Actually they have come with 2 version and more details can be found from the VMware web site itself.

So I took the liberty of testing this out in our office Exchange server!!!!! (People don’t try this out in your office unless you got a another job) I have given a task of cleaning out the mess in our exchange server and remove the unnecessary mail boxes. Knowing this clean is not the best method than a fresh installation I thought of trying this out. So my first task is downloading the software and then install it to the Exchange server itself. After that I make sure we have a spare server or a hard disk with enough free disk capacity for the migration. Armed with all the necessary tools and the brains start the process. Cannot recall the whole time it took for the conversation but I assume it was around 6 hours. (I start the process in a weekend and found it was completed when I arrived to office on Monday)

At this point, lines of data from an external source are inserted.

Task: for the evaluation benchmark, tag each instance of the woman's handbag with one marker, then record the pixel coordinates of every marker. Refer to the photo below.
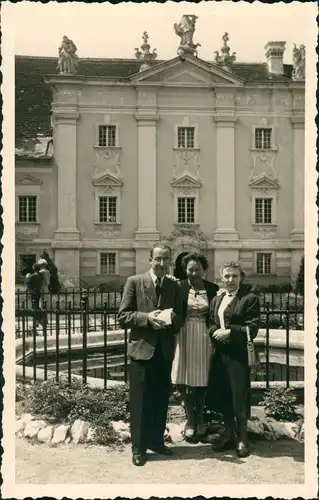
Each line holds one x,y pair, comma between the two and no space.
253,358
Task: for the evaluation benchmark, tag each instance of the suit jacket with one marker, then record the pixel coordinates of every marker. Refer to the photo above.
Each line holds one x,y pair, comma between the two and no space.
139,299
211,290
244,310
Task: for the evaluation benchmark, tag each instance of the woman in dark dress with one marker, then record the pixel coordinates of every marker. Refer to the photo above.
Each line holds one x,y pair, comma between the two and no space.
192,361
229,387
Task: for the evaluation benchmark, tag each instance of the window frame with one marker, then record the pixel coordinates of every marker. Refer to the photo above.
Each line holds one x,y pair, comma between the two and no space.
98,263
273,146
272,262
263,223
97,135
187,197
184,126
27,195
107,196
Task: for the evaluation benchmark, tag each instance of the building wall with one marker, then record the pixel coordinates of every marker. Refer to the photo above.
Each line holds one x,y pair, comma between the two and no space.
84,107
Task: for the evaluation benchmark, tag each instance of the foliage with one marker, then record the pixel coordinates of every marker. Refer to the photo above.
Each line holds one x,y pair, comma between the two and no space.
64,402
279,403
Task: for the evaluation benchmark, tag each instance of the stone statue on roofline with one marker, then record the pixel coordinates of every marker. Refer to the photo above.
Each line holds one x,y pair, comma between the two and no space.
68,59
185,29
299,62
145,55
225,58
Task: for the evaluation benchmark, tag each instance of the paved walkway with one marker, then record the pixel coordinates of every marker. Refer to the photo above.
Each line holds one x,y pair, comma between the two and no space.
279,462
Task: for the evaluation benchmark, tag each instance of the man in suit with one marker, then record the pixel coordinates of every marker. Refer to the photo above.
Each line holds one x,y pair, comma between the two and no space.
151,349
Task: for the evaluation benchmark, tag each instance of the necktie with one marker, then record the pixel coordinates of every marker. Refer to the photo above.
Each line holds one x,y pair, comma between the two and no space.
158,287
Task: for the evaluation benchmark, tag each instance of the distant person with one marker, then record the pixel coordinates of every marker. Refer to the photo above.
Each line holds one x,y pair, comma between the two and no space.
193,355
151,349
45,273
54,286
231,313
34,283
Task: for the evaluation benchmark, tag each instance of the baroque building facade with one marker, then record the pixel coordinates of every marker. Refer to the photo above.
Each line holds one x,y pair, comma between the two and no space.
117,154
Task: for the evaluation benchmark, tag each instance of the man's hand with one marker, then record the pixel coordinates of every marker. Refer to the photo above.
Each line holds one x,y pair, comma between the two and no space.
155,323
222,335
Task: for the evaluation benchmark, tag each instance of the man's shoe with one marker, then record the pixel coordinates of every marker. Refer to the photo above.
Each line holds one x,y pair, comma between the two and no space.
139,459
242,450
161,450
222,442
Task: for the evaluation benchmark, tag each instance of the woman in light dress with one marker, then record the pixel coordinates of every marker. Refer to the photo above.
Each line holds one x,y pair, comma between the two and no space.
192,361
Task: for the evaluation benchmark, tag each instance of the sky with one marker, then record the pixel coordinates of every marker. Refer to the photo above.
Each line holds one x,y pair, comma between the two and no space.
106,30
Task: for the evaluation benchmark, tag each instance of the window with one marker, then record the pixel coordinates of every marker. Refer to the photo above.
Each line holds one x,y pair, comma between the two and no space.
107,135
263,210
107,263
185,210
27,209
263,263
26,262
263,138
107,209
186,137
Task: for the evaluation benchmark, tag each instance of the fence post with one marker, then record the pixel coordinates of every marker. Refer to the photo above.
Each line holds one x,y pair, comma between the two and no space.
45,339
69,341
23,340
125,356
287,346
84,303
57,343
105,345
267,344
34,337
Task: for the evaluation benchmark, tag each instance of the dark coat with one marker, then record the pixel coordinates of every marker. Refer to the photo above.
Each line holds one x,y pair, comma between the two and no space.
211,290
228,388
139,299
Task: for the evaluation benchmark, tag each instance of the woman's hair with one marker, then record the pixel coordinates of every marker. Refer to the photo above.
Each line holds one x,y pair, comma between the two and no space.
197,257
235,265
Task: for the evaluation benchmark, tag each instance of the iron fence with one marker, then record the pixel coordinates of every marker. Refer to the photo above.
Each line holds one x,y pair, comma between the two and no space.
81,337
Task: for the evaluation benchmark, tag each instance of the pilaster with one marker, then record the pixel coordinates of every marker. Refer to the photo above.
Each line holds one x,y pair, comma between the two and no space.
147,118
225,189
298,126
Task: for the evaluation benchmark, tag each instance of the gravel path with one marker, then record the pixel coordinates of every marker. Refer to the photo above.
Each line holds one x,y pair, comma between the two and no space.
279,462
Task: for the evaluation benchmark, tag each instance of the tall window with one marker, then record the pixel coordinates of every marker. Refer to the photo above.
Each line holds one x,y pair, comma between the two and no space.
107,209
107,135
263,138
186,210
263,264
186,137
27,209
263,210
107,263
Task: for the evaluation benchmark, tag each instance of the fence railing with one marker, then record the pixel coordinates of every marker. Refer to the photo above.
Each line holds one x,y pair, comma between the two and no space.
81,337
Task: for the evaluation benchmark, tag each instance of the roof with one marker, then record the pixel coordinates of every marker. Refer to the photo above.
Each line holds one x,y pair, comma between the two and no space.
33,96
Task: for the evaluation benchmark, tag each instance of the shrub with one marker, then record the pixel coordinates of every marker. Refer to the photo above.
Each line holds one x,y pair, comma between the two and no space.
62,401
279,403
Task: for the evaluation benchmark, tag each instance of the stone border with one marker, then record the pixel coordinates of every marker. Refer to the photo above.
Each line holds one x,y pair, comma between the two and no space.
83,432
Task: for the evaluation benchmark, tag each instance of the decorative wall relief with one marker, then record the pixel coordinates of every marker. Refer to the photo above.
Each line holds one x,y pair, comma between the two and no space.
186,160
188,230
108,161
264,232
146,98
263,163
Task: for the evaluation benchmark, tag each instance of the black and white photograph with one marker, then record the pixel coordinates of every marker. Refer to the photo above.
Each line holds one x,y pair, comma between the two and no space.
159,249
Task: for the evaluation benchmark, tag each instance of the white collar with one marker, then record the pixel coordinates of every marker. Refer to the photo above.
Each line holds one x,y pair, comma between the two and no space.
154,277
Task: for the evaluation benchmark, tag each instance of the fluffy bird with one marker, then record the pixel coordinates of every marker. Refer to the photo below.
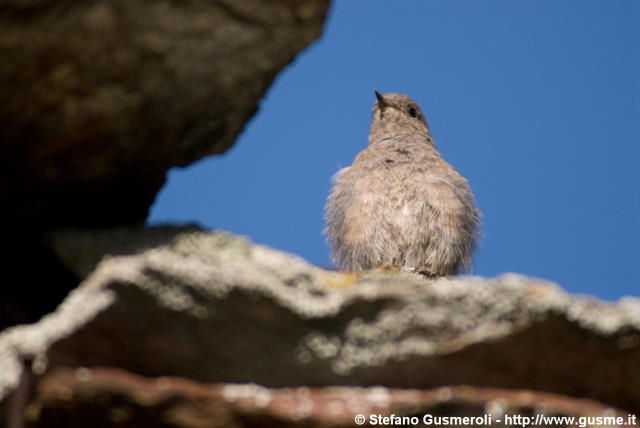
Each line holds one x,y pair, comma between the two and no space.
400,204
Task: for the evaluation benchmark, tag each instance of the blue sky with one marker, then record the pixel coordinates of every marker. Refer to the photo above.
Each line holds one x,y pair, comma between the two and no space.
536,103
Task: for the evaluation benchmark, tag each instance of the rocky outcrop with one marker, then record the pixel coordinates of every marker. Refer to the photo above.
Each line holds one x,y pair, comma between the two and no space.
213,308
101,98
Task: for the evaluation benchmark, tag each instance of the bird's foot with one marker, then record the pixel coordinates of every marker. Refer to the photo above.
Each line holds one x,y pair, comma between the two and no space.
388,268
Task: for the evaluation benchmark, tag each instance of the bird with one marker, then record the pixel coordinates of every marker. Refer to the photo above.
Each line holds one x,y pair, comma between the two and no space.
400,205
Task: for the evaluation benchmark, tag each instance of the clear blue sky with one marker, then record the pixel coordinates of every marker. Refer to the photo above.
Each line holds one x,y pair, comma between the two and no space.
536,103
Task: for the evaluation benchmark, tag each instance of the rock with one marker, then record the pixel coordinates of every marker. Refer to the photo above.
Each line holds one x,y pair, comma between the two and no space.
67,397
213,308
101,98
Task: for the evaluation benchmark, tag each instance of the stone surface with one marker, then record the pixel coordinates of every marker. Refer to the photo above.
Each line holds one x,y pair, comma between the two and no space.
213,308
106,397
101,98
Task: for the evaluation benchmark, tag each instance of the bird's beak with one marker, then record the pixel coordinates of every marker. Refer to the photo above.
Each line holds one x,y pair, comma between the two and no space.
381,102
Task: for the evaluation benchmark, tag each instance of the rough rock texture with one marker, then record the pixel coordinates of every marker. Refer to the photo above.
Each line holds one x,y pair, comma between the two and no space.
213,308
100,98
68,397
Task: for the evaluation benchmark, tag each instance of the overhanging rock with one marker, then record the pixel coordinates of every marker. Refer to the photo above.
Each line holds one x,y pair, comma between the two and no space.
214,308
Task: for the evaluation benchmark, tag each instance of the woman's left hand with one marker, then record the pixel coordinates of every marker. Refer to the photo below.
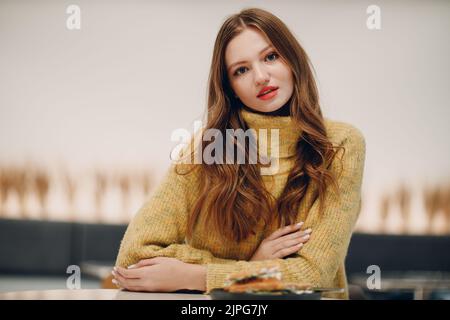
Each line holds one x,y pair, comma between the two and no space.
160,274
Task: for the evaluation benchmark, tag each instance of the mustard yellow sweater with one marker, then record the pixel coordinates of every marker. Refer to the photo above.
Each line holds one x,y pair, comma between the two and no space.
158,229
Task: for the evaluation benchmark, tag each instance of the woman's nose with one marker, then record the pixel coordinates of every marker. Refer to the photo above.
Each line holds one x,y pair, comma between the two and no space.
261,75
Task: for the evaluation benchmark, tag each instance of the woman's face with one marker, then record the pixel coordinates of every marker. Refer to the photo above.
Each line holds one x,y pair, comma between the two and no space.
254,67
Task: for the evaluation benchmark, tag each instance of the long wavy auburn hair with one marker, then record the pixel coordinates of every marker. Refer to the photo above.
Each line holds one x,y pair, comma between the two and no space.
233,198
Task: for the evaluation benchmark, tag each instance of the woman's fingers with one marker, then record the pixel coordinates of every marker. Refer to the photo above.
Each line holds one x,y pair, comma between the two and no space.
128,273
288,251
125,282
288,244
285,230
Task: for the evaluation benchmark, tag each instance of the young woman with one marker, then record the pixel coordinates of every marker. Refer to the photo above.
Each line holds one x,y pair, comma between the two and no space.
214,219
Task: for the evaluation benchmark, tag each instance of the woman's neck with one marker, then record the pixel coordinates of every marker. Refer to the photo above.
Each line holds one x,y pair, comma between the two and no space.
283,111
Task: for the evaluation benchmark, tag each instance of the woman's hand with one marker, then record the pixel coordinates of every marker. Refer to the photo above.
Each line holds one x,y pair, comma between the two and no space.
283,242
160,274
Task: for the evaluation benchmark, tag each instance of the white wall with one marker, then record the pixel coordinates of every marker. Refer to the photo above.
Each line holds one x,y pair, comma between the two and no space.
110,94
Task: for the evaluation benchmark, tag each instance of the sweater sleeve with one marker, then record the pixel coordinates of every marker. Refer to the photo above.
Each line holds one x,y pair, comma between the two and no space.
158,228
318,261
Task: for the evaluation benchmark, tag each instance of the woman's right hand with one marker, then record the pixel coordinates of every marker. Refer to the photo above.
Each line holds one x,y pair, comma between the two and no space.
283,242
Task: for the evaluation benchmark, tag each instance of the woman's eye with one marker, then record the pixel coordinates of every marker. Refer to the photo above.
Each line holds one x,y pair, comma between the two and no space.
240,71
272,56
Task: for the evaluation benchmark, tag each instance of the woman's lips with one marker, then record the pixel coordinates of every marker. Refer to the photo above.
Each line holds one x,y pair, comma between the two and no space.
269,95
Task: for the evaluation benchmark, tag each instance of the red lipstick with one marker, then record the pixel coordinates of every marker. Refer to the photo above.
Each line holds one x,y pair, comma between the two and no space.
267,92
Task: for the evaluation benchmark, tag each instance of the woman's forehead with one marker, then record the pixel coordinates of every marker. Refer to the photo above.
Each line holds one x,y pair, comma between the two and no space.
245,46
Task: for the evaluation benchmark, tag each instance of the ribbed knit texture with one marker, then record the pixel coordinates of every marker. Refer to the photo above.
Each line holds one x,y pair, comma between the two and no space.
159,227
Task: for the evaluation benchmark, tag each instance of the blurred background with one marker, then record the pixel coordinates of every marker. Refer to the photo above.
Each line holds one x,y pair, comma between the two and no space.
86,117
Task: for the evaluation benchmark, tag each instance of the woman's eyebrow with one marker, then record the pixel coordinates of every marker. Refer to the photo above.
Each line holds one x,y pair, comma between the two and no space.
239,62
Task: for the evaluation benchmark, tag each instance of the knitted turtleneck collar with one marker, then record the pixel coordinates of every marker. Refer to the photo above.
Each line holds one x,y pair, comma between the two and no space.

So what I found is a 30GB vmdk file! Start the Virtual server in a dual core machine and start the vhdk file assigning 1GB ram. The process went smoothly and after the bootup I had to install the VMware tools get the connectivity with the actual network. After assigning the IP connectivity I brough down the physical PC down. I ran the company Exchange server in a virtual environment for 2 weeks time. The only problem I found is network card stop sending packets and loosing the connectivity once in a while. I assume I have not done a proper house work for the virtual file. (Assuming I have to boot the virtual OS in safe mode and remove the existing network cards and then let the VMware tools to install its emulated network drivers.) But apart from that whole project is a success.

I really like to hear from others who have done a process like this. My next plan is to host a SharePoint portal server and our anti virus server (Symantec Endpoint Security) in virtual appliances and host in one physical server.

Virtualization is a cool concept and sooner or later it will crawl into you office too. So be prepared!!!